TStrings: Store UnicodeStrings internally (remains declared as string).
TWideStrings (may get deprecated) is unchanged. Uses WideString (BSTR) internally.
TStringStream
- Has been rewritten–defaults to the default ANSI encoding for internal storage.
- Encoding can be overridden.
- Consider using TStringBuilder instead of TStringStream to construct a string from bits and pieces.
TEncoding
- Defaults to users’ active code page.
- Supports UTF-8.
- Supports UTF-16, big and little endian.
- Byte Order Mark (BOM) support.
- You can create descendant classes for user specific encodings.
Component streaming (Text DFM files)
- Are fully backward compatible.
- Stream as UTF-8 only if component type, property or name contains non-ASCII-7 characters.
- String property values are still streamed in “#” escaped format.
- May allow values as UTF-8 as well (open issue).
- Only change in binary format is potential for UTF-8 data for component name, properties, and type name.

Byte Order Mark

The Byte Order Mark (BOM) should be added to files to indicate their encoding:

UTF-8 uses EF BB BF.
UTF-16 Little Endian uses FF FE.
UTF-16 Big Endian uses FE FF.

Users need to Unicode-enable their applications

Users need to perform these steps:

Review char- and string-related functions.
Rebuild the application.
Review surrogate pairs.
Review string payloads.

For more details, see Enabling Your Applications for Unicode

New Delphi compiler warnings

New warnings have been added to the Delphi compiler related to possible errors in casting types (such as from a UnicodeString or a WideString down to an AnsiString or AnsiChar). When you are converting an application to Unicode, you should enable warnings 1057 and 1058 to assist in finding problem areas in your code.

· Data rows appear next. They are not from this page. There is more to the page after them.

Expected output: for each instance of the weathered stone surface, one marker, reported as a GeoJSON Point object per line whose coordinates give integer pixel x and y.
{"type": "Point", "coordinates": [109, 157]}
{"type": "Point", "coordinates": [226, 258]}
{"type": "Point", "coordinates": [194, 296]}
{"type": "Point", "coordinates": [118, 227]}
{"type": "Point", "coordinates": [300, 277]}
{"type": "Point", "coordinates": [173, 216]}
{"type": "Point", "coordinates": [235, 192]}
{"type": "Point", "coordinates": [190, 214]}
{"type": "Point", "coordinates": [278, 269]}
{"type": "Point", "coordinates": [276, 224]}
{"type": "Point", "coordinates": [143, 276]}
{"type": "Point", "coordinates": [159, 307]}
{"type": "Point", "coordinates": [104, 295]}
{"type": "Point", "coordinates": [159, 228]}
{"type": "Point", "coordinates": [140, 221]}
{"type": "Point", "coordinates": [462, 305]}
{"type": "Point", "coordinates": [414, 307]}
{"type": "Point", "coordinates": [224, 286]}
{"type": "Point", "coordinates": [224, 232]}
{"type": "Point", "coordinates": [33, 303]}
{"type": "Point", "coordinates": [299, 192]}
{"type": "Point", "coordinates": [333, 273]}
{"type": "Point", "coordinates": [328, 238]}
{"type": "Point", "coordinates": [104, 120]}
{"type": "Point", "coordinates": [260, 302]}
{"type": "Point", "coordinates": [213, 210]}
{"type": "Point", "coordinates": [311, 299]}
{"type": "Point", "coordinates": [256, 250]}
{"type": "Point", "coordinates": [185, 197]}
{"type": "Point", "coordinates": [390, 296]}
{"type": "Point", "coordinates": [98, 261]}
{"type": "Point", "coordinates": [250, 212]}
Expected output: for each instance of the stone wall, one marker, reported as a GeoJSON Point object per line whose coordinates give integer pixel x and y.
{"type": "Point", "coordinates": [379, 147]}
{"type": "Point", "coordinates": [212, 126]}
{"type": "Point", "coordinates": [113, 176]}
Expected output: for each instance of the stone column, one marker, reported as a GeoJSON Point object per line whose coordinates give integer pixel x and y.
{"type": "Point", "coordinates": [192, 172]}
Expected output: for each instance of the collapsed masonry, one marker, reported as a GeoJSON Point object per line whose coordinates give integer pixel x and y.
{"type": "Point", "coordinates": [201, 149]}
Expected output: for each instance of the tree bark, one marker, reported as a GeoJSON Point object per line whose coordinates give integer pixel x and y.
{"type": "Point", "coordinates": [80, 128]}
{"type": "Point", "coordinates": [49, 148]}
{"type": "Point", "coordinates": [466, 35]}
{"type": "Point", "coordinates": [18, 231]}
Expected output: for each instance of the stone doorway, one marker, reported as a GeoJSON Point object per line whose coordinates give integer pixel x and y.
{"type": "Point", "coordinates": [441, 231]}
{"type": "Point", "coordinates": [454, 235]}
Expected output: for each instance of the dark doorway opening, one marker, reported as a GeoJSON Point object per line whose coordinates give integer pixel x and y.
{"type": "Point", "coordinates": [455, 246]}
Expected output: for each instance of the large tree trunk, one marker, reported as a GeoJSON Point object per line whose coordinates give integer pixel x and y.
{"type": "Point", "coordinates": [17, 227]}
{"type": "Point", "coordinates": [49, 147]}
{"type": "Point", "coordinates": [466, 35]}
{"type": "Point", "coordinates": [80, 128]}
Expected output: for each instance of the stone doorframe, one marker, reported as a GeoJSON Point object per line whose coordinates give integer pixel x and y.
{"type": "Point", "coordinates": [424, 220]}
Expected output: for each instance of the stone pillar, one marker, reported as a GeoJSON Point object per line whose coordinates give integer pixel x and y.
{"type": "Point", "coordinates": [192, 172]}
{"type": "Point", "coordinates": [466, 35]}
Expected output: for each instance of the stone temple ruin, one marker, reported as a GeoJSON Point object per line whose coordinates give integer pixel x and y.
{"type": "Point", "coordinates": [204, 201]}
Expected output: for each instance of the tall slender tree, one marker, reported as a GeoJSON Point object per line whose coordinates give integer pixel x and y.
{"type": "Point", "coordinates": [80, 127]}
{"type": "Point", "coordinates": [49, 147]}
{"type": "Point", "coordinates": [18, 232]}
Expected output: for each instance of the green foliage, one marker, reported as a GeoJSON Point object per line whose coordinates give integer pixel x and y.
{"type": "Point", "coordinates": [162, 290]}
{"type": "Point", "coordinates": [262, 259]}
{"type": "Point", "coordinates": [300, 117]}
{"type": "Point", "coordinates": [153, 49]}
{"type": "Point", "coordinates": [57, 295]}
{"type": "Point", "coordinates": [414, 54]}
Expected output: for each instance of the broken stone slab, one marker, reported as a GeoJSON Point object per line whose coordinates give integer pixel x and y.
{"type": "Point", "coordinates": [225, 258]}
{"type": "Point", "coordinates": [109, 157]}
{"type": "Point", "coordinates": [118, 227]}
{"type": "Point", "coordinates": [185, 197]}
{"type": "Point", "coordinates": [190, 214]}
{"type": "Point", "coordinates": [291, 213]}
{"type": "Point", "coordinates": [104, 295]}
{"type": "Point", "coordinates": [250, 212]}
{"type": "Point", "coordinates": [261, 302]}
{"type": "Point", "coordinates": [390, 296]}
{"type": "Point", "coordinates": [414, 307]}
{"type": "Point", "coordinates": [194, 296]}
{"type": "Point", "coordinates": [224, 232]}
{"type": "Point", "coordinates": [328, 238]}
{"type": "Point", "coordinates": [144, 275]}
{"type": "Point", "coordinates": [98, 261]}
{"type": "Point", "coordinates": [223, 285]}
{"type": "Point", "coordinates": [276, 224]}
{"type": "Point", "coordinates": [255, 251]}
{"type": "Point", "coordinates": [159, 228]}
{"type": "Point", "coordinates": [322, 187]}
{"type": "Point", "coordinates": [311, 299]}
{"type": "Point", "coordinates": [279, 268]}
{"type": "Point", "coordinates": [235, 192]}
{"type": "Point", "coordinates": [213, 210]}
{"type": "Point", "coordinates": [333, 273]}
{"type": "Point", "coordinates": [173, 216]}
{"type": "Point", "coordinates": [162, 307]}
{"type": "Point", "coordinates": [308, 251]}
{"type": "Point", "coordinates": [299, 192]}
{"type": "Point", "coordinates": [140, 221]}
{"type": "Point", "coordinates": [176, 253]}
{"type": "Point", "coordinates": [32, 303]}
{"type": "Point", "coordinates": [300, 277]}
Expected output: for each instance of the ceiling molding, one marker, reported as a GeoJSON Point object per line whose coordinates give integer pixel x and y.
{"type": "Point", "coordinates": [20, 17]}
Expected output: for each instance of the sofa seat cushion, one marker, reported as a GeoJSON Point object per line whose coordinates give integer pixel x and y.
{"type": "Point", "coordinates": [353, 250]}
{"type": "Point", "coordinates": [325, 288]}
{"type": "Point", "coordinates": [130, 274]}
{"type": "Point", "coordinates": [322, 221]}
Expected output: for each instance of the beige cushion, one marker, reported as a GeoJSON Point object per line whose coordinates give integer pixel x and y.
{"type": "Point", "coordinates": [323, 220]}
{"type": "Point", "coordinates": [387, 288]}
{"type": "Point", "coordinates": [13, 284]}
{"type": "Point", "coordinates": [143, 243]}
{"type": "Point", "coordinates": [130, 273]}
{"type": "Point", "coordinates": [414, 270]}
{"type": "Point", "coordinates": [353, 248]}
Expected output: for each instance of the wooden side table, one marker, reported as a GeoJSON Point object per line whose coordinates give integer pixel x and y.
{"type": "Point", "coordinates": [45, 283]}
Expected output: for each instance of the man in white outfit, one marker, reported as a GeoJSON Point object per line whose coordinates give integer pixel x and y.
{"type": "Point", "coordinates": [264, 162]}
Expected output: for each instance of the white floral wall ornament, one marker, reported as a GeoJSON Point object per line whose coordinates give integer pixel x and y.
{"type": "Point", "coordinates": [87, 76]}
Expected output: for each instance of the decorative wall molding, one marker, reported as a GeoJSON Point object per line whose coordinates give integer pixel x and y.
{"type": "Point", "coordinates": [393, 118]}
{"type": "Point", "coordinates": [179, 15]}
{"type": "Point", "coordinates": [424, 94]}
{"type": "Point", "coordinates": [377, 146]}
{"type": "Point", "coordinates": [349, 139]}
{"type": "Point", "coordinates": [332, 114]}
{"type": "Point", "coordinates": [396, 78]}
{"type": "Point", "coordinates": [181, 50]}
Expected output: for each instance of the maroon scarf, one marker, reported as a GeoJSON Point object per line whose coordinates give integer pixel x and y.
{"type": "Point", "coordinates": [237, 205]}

1057: Implicit string cast from '%s' to '%s' (IMPLICIT_STRING_CAST) Emitted when the compiler detects a case where it must implicitly convert an AnsiString (or AnsiChar) to some form of Unicode (a UnicodeString or a WideString). (NOTE: This warning will eventually be enabled by default).
1058: Implicit string cast with potential data loss from '%s' to '%s' (IMPLICIT_STRING_CAST_LOSS) Emitted when the compiler detects a case were it must implicitly convert some form of Unicode (a UnicodeString or a WideString) down to an AnsiString (or AnsiChar). This is a potential lossy conversion, since there may be characters in the string that cannot be represented in the code page to which the string is converted. (NOTE: This warning will eventually be enabled by default).
1059: Explicit string cast from '%s' to '%s' (EXPLICIT_STRING_CAST) Emitted when the compiler detects a case where the programmer is explicitly casting an AnsiString (or AnsiChar) to some form of Unicode (UnicodeString or WideString). (NOTE: This warning will always be off by default and should only be used to locate potential problems).
1060: Explicit string cast with potential data loss from '%s' to '%s' (EXPLICIT_STRING_CAST_LOSS) Emitted when the compiler detects a case where the programmer is explicitly casting some form of Unicode (UnicodeString or WideString) down to AnsiString (or AnsiChar). This is a potential lossy conversion, since there may be characters in the string that cannot be represented in the code page to which the string is converted. (NOTE: This warning will always be off by default and should only be used to locate potential problems).

Recommendations

Keep source files in UTF-8 format.
- Delphi 2005, 2006, 2007 support this.
- Files can remain ANSI as long as the source is compiled with the correct code page (can use –codepage compiler switch).
- Write a UTF-8 BOM to source file. Make sure your source control management system supports these files (most do)
Perform IDE refactoring when code must be AnsiString or AnsiChar (code is still portable).
Static code review:
- Is code merely passing the data along?
- Is code doing simple character indexing?
Heed all warnings (elevate to errors):
- Suspicious pointer casts.
- Implicit/Explicit casts (coming).
Determine code intent
- Is code using a string (AnsiString) as a dynamic-array of bytes? If so, use portable TBytes type (array of Byte) instead.
- Is a PChar cast used to enable pointer arithmetic? If so, cast to PByte instead and turn $POINTERMATH ON.